Communist China under its recently `selected' leaders of Xi Jinping and Li Keqiang is confronting many of the issues raised in Chapter 6, The Great Stagnation of China. The authors stress the lack of consumption as a percent of GDP and the incredible redundancy of construction as investments surged creating the handmaids for China's pending collapse.
They do admit that China's high saving rate is one cause of low consumption due to China's lack of a safety net, not just the low per capita income, and that the rash of investment was the country's remarkable response to the drop in demand for exports during the financial crisis, a multiple of that seen in the USA stimulus plan comparing GDP's; Keynes would have smiled. The growth rate had fallen to 7% climbed back to 10% shortly after. Likewise, government has recognized the housing bubble and inefficient investment problem and is tightening the standards for what are primarily state owned banks; an easier process to manage that in the west. So is China ready to go down? The authors are forecasting 2014 or soon after.

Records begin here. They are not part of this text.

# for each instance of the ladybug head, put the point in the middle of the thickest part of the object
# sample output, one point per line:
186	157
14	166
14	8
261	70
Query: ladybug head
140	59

As recently reported in western media, the country is intending to urbanize 250 million people by 2020 streamlining the hukou systems encouraging and easing transfers to urban settings with the basic intention of using the enormous potential Internal Market of China as the replacement for the export driven motor of recent time. Those empty building may fill and employment of various types should lift income and consumption. Will they succeed or will these settlements turn in to the ghettoization of China's new towns with unskilled workers unable to find sustainable employment?
Who knows? But this approach does not fit as well into the language of surplus labor, exploitation, reserve army of the unemployed and such as it does into the historical rise of other developing systems at other times with a multiplier.
Time will tell. China may be another model of a very controlled market driven economy like other Asian successes, with a socialist bend hard to push into Marx's predictions, or more accurately, neo-Marxian predictions.
And there is the paradox of the Chinese cadres thinking of themselves as "the Sinocization of Marxism... opening up the path of socialism with Chinese characteristics" never mind that China now ranks only second to the U.S. A. in the number of billionaires (.0001% of population). Ideology can be a free-floating thing; many of them are wearing hammer and sickle lap pins,but not when they travel westward. The Xi- Li CCP wants to survive and seems to know it will have to make concessions in that attempt; will be interesting to watch, hard to label.
I'm walking with a Chinese lady who wished to practice her long ago learned high school English. "Germany, they speak German?" Yes. What do you know of Germany? "Karl Marx was born there."
Three stars - five for their research, wisdom and insights -- minus two for dragging out the tale as ideologically pure; taking a very mixed state controlled system as yet one more Capitalist failure. General Motors has a massive factory in Shanghai, producing more vehicles than Detroit's GM; it 51% state owned as are other joint ventures in China. Interesting.